Over the past few years, Wafer Level Chip Size Packages (WLCSPs) have gained widespread adoption, due to their ability to deliver higher performance at lower or equivalent costs when compared to competing packages. WLCSPs have been an excellent fit for the handheld/portable industry, where the strong push for cost-reduction and miniaturization, coupled with relatively relaxed reliability requirements, have motivated true chip-sized packages requiring no underfill or overmold. Reliability performance initially limited the application of WLCSPs to small die sizes (<2.5mm), low pin counts (<25) and mature silicon technology nodes. Also, to date, a majority of WLCSPs have been built at a 0.5mm bump pitch, although there is increasing growth in the use of WLCSPs at 0.4mm pitch. These factors have allowed WLCSP packaging to flourish in the mixed signal and analog market space. With the maturity in this market segment, the WLCSP is beginning to transition from an advanced package to a commodity package and is subject to the price-pressure that accompanies this transition.
More recently, the semiconductor industry has seen advances in WLCSP technology which have enabled the qualification envelope to be expanded to products with pin counts > 120. These advances have facilitated the use of WLCSPs for other component types such as RF, high speed, broadband and memory, many of which require advanced silicon technology nodes as well. Consequently, WLCSP is expanding to markets and applications previously supported by QFN and flip chip CSP. This expansion puts additional price and cycle time pressure on WLCSP manufacturing. The cycle time pressure is further enhanced by the changing business models and supply chain strategies adopted by companies in the new economic environment. To meet these growing market demands, WLCSP providers are faced with the challenges of providing faster cycle times and higher capacity without significant increases in capital expenditure.
The above factors have driven the need for new WLCSP technologies that utilize fewer process steps compared to common WLCSP product offerings, while maintaining the robustness necessary for meeting quality and reliability requirements. Amkor is developing multiple WLCSP technology platforms to cater to the cost and performance requirements of the diverse application space.
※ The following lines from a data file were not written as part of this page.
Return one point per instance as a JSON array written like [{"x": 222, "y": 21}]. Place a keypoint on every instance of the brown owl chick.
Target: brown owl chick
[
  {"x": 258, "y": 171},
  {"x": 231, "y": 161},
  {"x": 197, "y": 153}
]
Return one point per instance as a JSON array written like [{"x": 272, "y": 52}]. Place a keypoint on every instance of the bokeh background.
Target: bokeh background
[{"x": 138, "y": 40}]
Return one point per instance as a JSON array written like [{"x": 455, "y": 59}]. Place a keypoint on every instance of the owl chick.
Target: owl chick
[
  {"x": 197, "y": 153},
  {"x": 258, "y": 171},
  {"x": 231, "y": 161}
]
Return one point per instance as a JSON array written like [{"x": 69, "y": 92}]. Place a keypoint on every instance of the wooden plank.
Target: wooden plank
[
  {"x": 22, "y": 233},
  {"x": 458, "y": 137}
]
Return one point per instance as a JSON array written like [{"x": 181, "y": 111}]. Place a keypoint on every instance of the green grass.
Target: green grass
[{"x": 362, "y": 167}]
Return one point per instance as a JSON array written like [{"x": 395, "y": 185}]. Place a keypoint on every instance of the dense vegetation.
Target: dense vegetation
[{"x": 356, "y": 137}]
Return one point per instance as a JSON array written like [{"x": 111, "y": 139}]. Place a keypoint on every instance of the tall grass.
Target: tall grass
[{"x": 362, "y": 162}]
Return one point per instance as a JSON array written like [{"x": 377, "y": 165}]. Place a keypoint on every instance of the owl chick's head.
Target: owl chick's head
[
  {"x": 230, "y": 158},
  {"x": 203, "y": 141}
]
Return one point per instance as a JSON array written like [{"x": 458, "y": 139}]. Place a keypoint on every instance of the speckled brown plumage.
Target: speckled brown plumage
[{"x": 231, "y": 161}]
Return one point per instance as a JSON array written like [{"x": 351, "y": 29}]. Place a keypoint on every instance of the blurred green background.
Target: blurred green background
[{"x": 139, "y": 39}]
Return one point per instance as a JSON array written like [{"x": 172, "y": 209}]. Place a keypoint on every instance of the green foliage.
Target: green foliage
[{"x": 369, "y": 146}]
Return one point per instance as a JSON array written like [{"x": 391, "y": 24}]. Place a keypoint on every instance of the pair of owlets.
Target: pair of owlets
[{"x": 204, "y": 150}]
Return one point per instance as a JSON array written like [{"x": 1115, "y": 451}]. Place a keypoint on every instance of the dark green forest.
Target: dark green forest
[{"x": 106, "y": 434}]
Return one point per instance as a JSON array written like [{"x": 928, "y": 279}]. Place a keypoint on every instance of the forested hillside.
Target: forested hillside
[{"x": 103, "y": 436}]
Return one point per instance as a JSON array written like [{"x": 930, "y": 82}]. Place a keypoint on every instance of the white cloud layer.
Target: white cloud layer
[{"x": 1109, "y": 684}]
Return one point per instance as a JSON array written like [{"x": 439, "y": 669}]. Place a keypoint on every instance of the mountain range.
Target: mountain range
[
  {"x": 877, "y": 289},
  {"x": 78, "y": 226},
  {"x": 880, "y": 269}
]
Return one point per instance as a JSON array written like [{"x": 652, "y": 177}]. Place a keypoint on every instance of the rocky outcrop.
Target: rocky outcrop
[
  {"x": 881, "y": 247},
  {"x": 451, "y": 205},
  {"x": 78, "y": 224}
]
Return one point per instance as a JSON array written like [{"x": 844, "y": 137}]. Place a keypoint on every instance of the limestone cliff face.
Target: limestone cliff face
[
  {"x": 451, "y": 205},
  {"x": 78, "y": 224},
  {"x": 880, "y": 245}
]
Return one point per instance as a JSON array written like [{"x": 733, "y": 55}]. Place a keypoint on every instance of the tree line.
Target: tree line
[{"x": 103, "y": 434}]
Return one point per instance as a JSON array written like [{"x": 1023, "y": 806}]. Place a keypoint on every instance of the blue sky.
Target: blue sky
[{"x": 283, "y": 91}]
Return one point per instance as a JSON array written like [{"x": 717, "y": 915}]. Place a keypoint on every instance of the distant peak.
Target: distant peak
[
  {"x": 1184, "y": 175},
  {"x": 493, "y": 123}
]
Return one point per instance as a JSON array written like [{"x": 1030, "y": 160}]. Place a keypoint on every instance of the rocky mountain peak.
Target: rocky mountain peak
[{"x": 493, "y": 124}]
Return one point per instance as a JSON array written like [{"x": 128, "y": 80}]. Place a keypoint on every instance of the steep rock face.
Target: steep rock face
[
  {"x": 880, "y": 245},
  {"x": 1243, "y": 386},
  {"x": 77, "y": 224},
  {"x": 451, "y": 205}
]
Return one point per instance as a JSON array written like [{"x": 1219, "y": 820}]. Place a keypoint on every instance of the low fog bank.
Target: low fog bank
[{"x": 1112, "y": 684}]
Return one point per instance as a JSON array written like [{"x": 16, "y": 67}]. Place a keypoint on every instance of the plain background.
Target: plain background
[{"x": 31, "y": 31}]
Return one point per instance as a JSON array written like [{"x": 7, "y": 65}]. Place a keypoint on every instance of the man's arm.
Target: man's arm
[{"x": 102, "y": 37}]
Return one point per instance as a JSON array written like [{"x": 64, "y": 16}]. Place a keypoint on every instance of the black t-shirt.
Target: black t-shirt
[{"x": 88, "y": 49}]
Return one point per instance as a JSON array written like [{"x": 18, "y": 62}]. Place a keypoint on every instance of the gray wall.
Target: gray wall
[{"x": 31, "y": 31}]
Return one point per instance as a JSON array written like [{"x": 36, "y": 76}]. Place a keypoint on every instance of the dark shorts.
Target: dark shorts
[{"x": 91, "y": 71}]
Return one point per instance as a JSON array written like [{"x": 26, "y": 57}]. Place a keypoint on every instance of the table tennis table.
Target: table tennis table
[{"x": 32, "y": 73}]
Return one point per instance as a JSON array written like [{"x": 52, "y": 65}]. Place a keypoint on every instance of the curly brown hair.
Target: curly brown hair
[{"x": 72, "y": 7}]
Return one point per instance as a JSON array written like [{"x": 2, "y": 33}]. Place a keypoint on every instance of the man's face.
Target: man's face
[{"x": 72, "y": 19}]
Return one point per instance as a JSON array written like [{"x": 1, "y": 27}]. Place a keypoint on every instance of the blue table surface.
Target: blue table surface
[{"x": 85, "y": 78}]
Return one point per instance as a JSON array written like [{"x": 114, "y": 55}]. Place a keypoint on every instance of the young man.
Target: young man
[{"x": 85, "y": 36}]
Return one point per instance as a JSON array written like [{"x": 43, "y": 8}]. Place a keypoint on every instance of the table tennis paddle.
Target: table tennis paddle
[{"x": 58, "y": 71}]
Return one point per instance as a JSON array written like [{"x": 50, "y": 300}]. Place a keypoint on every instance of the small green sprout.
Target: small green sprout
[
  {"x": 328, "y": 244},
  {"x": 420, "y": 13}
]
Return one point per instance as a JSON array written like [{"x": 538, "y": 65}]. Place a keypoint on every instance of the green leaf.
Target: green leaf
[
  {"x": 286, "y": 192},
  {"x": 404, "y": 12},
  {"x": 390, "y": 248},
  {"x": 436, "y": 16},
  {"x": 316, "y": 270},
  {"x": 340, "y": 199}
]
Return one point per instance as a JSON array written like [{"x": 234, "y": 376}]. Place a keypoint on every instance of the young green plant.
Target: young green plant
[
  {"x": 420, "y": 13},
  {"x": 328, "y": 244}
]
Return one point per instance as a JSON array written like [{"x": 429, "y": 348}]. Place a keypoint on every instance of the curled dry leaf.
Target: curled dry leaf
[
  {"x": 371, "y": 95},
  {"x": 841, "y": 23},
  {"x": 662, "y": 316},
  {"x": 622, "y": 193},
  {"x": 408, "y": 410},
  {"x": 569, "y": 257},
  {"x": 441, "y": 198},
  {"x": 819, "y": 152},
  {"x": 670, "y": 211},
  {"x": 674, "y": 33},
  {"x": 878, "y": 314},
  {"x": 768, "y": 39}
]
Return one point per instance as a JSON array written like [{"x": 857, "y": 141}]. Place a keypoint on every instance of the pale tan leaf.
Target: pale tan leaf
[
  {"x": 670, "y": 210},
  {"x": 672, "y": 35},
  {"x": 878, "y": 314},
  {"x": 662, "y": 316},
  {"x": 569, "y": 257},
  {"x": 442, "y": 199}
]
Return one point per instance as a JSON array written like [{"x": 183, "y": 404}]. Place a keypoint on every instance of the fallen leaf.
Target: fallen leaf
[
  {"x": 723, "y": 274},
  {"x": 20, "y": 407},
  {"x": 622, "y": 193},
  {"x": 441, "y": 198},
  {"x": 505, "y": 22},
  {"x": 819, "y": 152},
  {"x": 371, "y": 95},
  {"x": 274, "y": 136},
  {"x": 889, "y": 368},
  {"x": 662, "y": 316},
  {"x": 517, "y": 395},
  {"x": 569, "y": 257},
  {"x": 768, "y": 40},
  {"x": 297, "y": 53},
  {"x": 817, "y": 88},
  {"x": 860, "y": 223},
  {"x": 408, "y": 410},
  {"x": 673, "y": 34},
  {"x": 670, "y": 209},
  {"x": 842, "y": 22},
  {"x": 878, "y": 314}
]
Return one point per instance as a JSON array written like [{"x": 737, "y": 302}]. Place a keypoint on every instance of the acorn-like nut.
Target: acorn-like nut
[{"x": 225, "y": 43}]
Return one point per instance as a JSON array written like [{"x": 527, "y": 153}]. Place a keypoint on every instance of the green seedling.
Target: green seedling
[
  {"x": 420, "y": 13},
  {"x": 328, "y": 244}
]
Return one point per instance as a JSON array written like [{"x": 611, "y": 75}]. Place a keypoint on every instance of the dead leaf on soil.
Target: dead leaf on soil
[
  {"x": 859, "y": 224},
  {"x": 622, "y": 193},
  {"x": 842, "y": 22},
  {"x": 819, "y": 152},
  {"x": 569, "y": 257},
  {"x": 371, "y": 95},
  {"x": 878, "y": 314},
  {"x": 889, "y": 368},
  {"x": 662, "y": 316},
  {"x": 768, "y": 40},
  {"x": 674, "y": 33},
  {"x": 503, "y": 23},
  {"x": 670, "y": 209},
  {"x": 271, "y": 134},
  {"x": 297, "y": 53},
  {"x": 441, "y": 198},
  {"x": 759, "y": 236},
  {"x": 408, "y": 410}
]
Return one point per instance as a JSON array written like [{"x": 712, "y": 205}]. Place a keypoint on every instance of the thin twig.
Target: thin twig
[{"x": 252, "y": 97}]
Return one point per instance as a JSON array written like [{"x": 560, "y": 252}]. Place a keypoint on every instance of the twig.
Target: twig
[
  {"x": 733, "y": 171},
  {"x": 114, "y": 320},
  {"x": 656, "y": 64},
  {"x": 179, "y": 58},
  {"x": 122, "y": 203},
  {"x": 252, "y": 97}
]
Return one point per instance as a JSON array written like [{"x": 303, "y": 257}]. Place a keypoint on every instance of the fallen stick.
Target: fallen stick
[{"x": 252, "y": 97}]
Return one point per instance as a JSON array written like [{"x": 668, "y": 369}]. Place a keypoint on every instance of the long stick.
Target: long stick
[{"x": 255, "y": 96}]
This paper will provide examples that significantly reduce overall package cost by removing photolithography layers. Each photomask layer removed saves in material costs, capital depreciation costs, overhead, and process cycle time. Materials, package size, and internal qualification vehicles are carefully chosen as part of Amkor's product introduction for the proposed process flows. This paper will examine material options, i.e., polymers and solder alloys, for these new structures and will also examine the effects of die sizes and I/O counts on product reliability. Detailed analyses of the failure modes produced during reliability testing will be coupled with mechanical simulations to enhance understanding of the failure mechanisms and to further strategies for improving product reliability.